Средневековый врач (Юрий) - страница 101

— Это ты благородный? Когда твои соплеменники еще в звериных шкурах с дубинами в руках бегали в лесах Рейна, мои строили города и храмы, с оружием в руках воевали против библейских народов. Наравне с первыми христианами их травили дикими зверями на аренах Римского Колизея. Ты посмотри на себя, в твоей бороде вши бегают, а вонь от тебя, благородный рыцарь, коня с ног свалит.

— Ты издеваешься надо мной, пользуясь тем, что я безоружный, это неблагородно.

— Во-первых, я не издеваюсь, а говорю правду, от тебя смердит, как от навозной кучи. А во-вторых, посылать священника на разведку и использовать тайну исповеди для сбора информации, это благородно? А нападать на вполовину уступающего тебе по силе, без объявления войны, это благородно? Хорошо, бой без доспехов, меч и кинжал, один на один. Тут рядом перекресток дорог, рыцарь, поединок до смерти одного из нас. Если ты победишь, все твои соратники в полном своем вооружении вернуться в замок. Если ты умрешь, они в цепях отправятся к судье в Толедо. В этом клянусь я, кастильский идальго Леви-Доранте.

— Генрих фон Бюлов, я принимаю твой вызов, еврей.

— Не могу сказать, что это честь для меня, тевтон, иди и возьми свое оружие.

Я решил сражаться хорошо привычными для меня скьявоной и дагой. Мой противник вооружился мизерикордом и бастардом.

— Я тебе сейчас обрежу то, что в детстве не дорезали, грязный еврей.

Мы скрестили клинки. Мой противник не был простым бахвалом. Он хорошо владел своим бастардом. Время, которое я провел здесь, научило меня, что от умения владеть мечом часто зависит жизнь человека. Я очень быстро избавился от "спортивного духа" фехтования. Поэтому, у меня уже не дрожала рука, когда мой меч погружался в тело врага. А, учитывая мой длительный стаж и владение разными техниками фехтования, все это сделало меня очень неудобным противником.

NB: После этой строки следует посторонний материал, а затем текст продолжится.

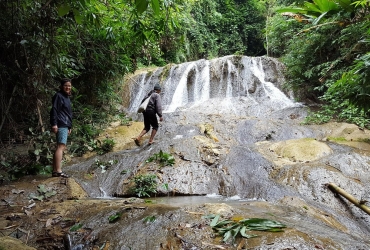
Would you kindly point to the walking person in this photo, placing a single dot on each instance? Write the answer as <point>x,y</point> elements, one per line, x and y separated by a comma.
<point>61,124</point>
<point>153,109</point>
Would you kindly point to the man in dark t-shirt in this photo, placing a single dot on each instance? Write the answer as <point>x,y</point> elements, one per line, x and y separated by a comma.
<point>153,109</point>
<point>61,123</point>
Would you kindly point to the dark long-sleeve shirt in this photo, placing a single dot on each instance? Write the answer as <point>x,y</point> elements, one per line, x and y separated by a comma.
<point>61,110</point>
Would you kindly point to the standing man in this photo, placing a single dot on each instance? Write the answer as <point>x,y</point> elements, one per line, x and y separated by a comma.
<point>150,119</point>
<point>61,123</point>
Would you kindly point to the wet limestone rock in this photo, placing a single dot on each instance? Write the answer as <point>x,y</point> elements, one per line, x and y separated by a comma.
<point>301,150</point>
<point>10,243</point>
<point>207,130</point>
<point>75,191</point>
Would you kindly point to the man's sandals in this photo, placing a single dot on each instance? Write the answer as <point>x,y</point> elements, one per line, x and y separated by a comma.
<point>59,174</point>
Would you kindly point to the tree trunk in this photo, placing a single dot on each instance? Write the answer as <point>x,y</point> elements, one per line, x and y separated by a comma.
<point>349,197</point>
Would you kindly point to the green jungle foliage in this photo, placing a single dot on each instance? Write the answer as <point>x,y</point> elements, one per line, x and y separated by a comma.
<point>324,45</point>
<point>230,229</point>
<point>163,158</point>
<point>144,185</point>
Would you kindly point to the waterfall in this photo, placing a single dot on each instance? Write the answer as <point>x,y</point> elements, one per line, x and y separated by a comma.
<point>253,80</point>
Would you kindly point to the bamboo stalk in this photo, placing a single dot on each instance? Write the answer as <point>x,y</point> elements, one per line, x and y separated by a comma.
<point>349,197</point>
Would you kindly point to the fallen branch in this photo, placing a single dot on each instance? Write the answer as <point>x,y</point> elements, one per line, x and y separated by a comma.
<point>349,197</point>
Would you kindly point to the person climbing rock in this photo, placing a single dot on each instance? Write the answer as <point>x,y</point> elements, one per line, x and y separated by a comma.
<point>153,109</point>
<point>61,123</point>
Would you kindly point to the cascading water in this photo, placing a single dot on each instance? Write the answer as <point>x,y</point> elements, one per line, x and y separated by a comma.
<point>190,84</point>
<point>240,86</point>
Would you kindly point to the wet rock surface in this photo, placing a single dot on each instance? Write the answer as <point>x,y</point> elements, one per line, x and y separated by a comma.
<point>237,156</point>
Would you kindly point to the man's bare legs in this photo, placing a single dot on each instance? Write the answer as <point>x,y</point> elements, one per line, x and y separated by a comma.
<point>57,159</point>
<point>154,131</point>
<point>138,139</point>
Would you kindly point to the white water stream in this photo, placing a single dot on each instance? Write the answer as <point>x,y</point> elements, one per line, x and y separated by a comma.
<point>224,80</point>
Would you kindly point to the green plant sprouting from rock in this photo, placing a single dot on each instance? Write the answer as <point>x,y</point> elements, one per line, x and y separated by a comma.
<point>144,185</point>
<point>163,158</point>
<point>43,193</point>
<point>230,229</point>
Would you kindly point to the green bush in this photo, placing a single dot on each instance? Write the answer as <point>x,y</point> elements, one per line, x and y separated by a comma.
<point>144,185</point>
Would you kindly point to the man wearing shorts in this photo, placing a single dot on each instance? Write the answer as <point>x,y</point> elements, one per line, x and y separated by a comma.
<point>61,124</point>
<point>153,109</point>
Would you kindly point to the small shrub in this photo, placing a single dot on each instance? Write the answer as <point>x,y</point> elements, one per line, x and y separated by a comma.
<point>230,229</point>
<point>163,158</point>
<point>106,146</point>
<point>145,185</point>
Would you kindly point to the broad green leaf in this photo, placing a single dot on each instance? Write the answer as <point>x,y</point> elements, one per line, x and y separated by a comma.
<point>227,236</point>
<point>41,188</point>
<point>77,16</point>
<point>224,222</point>
<point>292,10</point>
<point>63,10</point>
<point>75,227</point>
<point>141,6</point>
<point>326,5</point>
<point>114,217</point>
<point>215,220</point>
<point>155,7</point>
<point>150,219</point>
<point>36,197</point>
<point>50,193</point>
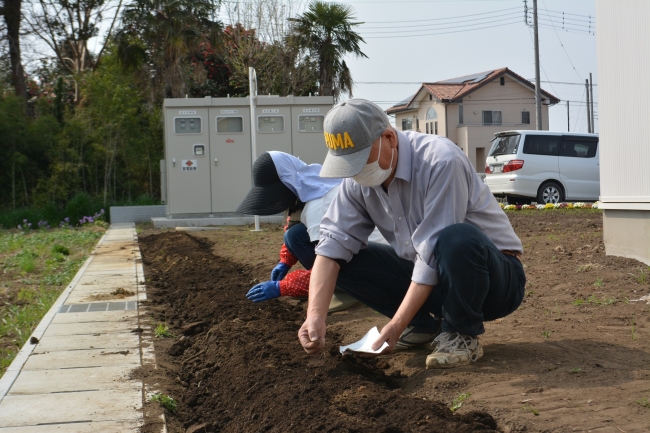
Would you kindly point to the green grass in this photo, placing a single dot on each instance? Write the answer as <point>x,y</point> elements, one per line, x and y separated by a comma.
<point>457,403</point>
<point>165,401</point>
<point>34,274</point>
<point>76,208</point>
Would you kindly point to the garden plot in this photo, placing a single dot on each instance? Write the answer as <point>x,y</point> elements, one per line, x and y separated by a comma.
<point>574,357</point>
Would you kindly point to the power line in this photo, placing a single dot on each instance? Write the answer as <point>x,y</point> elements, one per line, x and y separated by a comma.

Уходя от удара, я обратной стороной своего меча почти перерубил левое запястье тевтона. Мизерикорд выпал. Рыцарь, понимая, что затягивая поединок, он просто истечет кровью, усилил натиск. Отведя дагой в сторону его меч, я ударом скьявоны отрубил ему предплечье почти у локтевого сустава. Рука с мечом упала на землю, а немец опустился на колени.

— Перетянуть ему руки, чтобы кровью не истек, и прижечь раны.

— Кабальеро, Яков, почему вы его просто не убили. Я же видел, что вы это могли сделать раза три.

Спросил мой командир дружины, и все вопросительно уставились на меня.

— Минимум четыре раза, дорогой Бернардо. Зато я после всех его оскорблений желаю ему прожить долгую жизнь. И каждый раз, когда он захочет облегчиться, слуга будет вынимать его вялый отросток, пусть он вспоминает еврея, из-за которого такой гордый рыцарь и помочиться самостоятельно не может.